No, char array[2][12] is a two-dimensional array (array of arrays). char *array[2] is an array of pointers.
char array[2][12] looks like:
7/2/2010\0\x\x\xhello\0\x\x\x\x\x\x
where \0 is NUL and \x is indeterminate.
while
char *array[2] is:
0x CAFEBABEDEADBEEF
(assuming 32-bit)
The first has 24 contiguous characters, the second has two pointers (to the beginnings of strings elsewhere).
Try
void fun(char s[][12]) { ...}
Read also from the c-faq: My compiler complained when I passed a two-dimensional array to a function expecting a pointer to a pointer
Isn't array[2][12] the same thing as an array of character pointers when it is passed to a function?
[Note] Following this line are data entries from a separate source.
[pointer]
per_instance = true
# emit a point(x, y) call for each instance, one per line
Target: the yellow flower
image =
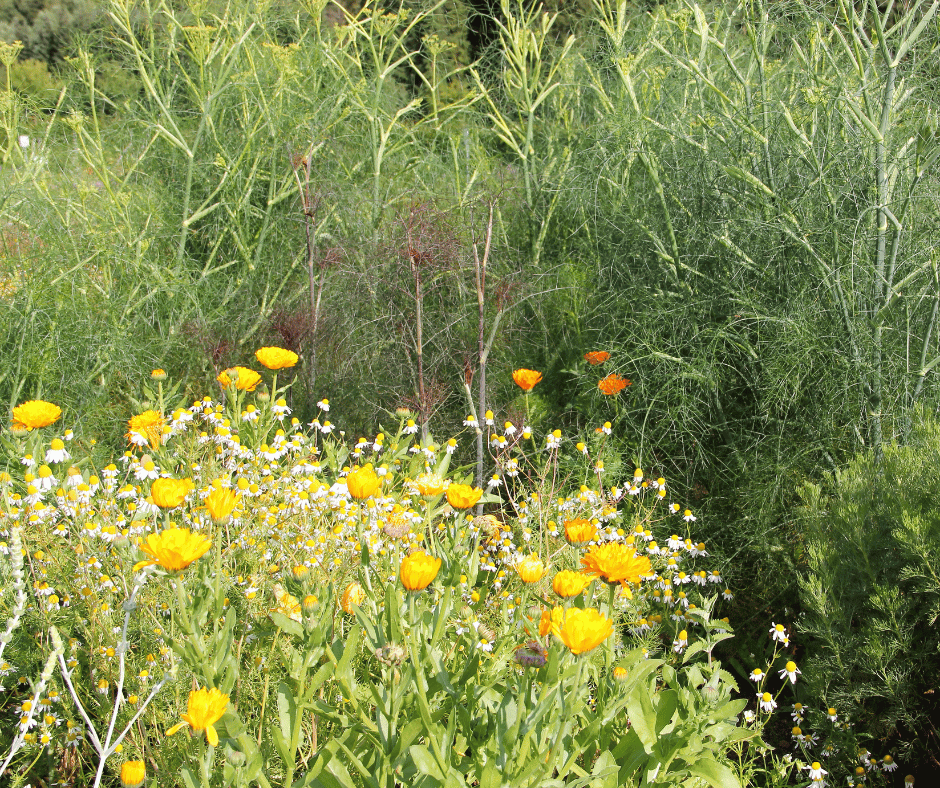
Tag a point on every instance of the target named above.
point(526, 378)
point(551, 620)
point(220, 503)
point(276, 357)
point(353, 596)
point(530, 569)
point(133, 774)
point(579, 530)
point(429, 484)
point(363, 482)
point(170, 493)
point(612, 384)
point(418, 570)
point(148, 426)
point(584, 630)
point(568, 584)
point(205, 708)
point(242, 378)
point(463, 496)
point(173, 549)
point(287, 603)
point(616, 563)
point(596, 357)
point(35, 414)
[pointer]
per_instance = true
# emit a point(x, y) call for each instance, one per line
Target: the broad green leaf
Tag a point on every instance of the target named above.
point(714, 773)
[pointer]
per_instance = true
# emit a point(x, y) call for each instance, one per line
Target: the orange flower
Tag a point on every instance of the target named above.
point(418, 570)
point(205, 708)
point(146, 427)
point(568, 584)
point(220, 503)
point(613, 384)
point(579, 530)
point(616, 563)
point(530, 569)
point(584, 630)
point(241, 378)
point(174, 549)
point(363, 482)
point(276, 357)
point(463, 496)
point(526, 378)
point(551, 621)
point(353, 596)
point(35, 414)
point(170, 493)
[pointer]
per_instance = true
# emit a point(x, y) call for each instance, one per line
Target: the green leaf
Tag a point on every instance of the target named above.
point(425, 762)
point(714, 773)
point(287, 625)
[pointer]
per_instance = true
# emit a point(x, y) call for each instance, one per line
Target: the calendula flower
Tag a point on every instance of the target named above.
point(35, 414)
point(170, 493)
point(530, 568)
point(418, 570)
point(173, 548)
point(568, 584)
point(133, 774)
point(596, 357)
point(790, 671)
point(526, 378)
point(612, 384)
point(220, 503)
point(353, 596)
point(579, 530)
point(241, 378)
point(616, 562)
point(363, 482)
point(276, 357)
point(551, 621)
point(146, 429)
point(428, 485)
point(584, 630)
point(463, 496)
point(205, 708)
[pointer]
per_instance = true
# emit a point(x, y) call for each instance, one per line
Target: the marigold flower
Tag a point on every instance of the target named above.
point(146, 427)
point(579, 530)
point(173, 549)
point(526, 378)
point(463, 496)
point(34, 414)
point(276, 357)
point(205, 708)
point(363, 482)
point(584, 630)
point(616, 562)
point(551, 621)
point(429, 485)
point(133, 774)
point(220, 503)
point(353, 596)
point(568, 584)
point(170, 493)
point(242, 378)
point(418, 570)
point(612, 384)
point(530, 568)
point(596, 357)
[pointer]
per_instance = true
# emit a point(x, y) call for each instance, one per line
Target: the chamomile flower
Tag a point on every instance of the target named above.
point(790, 671)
No, it is a two-dimensional array. The difference is that an array of pointers contains pointers, but array[2][12] is actually an array of arrays - no pointers involved.
BTW you could do:
char* mystrings[2]={"aha", "haha"};
fun(mystrings);
char myStrings[2][12]; declares myStrings as an array of arrays of characters. This means that myStrings is stored as the 24 bytes
7/2/2010.???hello.??????
‘——————————’‘——————————’
myStrings[0]myStrings[1]
where . represents a null character and ? represents an uninitialized byte.
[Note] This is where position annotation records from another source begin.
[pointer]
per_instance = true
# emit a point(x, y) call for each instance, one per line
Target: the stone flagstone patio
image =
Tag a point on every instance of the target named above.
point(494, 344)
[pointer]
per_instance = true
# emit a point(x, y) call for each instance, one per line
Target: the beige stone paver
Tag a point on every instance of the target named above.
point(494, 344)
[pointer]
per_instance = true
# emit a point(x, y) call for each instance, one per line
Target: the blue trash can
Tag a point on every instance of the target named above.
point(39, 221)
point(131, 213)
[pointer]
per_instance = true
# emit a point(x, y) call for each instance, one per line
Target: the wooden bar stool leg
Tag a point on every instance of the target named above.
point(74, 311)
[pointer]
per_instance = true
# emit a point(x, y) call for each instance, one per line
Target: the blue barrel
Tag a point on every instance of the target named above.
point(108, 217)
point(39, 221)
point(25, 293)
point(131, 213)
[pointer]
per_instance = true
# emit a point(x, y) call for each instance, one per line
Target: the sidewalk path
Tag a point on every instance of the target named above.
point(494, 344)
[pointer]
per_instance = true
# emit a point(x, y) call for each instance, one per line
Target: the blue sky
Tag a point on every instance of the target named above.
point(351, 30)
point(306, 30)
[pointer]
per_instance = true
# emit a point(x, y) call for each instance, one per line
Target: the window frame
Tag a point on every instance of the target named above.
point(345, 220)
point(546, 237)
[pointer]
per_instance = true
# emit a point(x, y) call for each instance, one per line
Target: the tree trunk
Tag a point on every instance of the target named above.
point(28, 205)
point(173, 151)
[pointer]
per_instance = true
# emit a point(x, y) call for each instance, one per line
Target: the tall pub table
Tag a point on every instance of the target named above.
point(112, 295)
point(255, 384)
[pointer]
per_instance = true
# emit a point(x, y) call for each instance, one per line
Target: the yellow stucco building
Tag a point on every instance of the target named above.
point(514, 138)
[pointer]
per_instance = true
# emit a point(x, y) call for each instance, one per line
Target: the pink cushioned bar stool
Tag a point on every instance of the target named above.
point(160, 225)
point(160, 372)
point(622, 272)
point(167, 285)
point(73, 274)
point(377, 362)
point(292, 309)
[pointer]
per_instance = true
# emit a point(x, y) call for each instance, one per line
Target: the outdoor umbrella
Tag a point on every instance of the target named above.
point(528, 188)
char *newStrings[2]; declares newStrings as an array of pointers to characters. This means that newStrings is stored as the 2×sizeof(char*) bytes
[..][..]
where [..] represents a pointer object (not yet initialized).
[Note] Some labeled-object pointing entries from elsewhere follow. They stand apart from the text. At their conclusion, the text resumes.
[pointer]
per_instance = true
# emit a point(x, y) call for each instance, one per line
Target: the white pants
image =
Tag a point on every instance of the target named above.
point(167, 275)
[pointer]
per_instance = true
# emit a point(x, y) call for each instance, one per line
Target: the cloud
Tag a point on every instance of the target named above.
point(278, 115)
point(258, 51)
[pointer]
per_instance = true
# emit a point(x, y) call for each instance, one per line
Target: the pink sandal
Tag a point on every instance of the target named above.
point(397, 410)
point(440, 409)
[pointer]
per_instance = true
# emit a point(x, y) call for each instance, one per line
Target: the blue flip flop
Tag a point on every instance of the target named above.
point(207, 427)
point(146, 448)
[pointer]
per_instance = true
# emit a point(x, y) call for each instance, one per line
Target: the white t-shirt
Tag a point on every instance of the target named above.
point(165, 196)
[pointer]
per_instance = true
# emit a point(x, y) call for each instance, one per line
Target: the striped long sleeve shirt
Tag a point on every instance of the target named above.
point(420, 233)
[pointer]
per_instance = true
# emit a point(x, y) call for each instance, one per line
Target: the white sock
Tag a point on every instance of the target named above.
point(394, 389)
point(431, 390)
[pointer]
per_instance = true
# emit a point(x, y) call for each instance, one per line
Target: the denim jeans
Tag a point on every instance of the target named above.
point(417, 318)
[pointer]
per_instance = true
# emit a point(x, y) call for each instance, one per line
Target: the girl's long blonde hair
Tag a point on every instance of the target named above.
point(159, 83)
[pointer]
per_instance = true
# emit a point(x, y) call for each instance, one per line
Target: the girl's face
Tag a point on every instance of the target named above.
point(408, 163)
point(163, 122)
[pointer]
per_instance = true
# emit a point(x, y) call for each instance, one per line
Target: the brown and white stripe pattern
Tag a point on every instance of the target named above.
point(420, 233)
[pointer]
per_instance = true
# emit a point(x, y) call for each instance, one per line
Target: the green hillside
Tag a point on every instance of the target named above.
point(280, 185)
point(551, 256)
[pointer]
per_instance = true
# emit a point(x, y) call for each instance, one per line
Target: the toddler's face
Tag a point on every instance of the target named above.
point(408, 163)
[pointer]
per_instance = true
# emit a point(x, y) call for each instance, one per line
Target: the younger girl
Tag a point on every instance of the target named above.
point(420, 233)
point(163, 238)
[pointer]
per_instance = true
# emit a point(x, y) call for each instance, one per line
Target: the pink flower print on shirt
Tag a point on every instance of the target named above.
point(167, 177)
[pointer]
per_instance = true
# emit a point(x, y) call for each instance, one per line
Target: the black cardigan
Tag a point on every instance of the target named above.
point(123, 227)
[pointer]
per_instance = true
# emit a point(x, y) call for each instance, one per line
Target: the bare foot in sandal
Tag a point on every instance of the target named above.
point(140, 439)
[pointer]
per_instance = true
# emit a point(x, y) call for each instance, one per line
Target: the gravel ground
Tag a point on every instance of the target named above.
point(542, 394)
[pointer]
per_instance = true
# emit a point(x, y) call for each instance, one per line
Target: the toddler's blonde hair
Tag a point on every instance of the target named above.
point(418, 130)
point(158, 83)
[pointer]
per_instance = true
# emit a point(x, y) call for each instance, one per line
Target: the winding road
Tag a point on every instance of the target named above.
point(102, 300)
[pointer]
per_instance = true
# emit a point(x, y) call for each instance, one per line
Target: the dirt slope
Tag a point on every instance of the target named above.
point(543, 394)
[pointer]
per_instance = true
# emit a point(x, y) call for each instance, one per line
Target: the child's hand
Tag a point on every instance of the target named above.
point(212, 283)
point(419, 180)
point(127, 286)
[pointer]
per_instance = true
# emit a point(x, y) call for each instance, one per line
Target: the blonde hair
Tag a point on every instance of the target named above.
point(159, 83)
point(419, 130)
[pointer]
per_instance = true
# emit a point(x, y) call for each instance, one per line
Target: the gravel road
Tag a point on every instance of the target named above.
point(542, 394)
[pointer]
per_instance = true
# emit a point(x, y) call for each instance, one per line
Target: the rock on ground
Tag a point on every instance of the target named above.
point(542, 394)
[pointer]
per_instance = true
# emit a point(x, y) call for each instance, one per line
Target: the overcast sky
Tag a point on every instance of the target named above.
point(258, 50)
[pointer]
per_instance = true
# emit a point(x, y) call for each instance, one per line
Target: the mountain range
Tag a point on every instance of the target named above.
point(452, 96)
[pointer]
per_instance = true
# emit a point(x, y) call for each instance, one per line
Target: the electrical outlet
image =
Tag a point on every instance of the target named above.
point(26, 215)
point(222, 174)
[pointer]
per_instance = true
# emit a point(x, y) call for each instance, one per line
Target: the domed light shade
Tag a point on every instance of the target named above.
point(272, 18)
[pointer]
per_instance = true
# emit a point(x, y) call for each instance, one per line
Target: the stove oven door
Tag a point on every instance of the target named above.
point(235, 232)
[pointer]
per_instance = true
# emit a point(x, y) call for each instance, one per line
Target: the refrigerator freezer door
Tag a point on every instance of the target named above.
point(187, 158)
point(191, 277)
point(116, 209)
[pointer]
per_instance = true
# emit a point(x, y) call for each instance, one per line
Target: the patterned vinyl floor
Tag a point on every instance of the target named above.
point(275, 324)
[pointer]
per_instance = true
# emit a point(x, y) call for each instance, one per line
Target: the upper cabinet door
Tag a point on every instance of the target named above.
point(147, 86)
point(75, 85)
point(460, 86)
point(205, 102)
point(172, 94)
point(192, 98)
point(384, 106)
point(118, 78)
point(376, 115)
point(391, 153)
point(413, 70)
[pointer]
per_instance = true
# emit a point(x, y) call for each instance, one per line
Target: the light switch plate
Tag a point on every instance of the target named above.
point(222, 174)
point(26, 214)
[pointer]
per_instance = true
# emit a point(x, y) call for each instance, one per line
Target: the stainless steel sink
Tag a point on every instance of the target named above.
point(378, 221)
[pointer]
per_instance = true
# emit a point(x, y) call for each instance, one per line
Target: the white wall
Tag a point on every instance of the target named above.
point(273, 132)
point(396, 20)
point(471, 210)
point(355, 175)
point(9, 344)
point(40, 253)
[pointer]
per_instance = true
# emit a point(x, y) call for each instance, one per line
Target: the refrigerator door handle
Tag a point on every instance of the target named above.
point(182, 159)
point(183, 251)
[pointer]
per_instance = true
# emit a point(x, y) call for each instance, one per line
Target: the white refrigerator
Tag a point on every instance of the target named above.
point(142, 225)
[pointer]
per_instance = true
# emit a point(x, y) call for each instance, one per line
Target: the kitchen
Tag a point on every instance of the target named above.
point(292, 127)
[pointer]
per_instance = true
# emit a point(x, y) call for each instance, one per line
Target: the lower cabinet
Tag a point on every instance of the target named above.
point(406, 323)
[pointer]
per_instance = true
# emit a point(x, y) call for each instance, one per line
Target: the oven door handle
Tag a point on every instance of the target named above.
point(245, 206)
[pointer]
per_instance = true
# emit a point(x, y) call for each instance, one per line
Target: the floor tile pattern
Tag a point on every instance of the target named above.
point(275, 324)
If you want to pass strings of different lengths to your function, you have to pass an array of pointers, not an array of arrays. As you can see above, these are different layouts.
General advice: whenever you're around pointers, draw diagrams (on whiteboard or blackboard if you can, otherwise on paper) showing the various objects in memory, with arrows indicating what is pointing where. There are two kinds of C programmers: the ones who draw such diagrams when they encounter pointers, and the really experienced ones who draw the diagrams in their head.
Your array is declared as a 2-D array, but you want to pass it to the function as though it's a 1-D array of string pointers.
Tom's answer is correct, you can omit the size of the first dimension of multidimensional array declarations for function parameters.
Your second solution works because it explicitly passes a 1-D array of string pointers to the function. Of course, it requires the extra overhead of the array of pointers in addition to the original 2-D string array.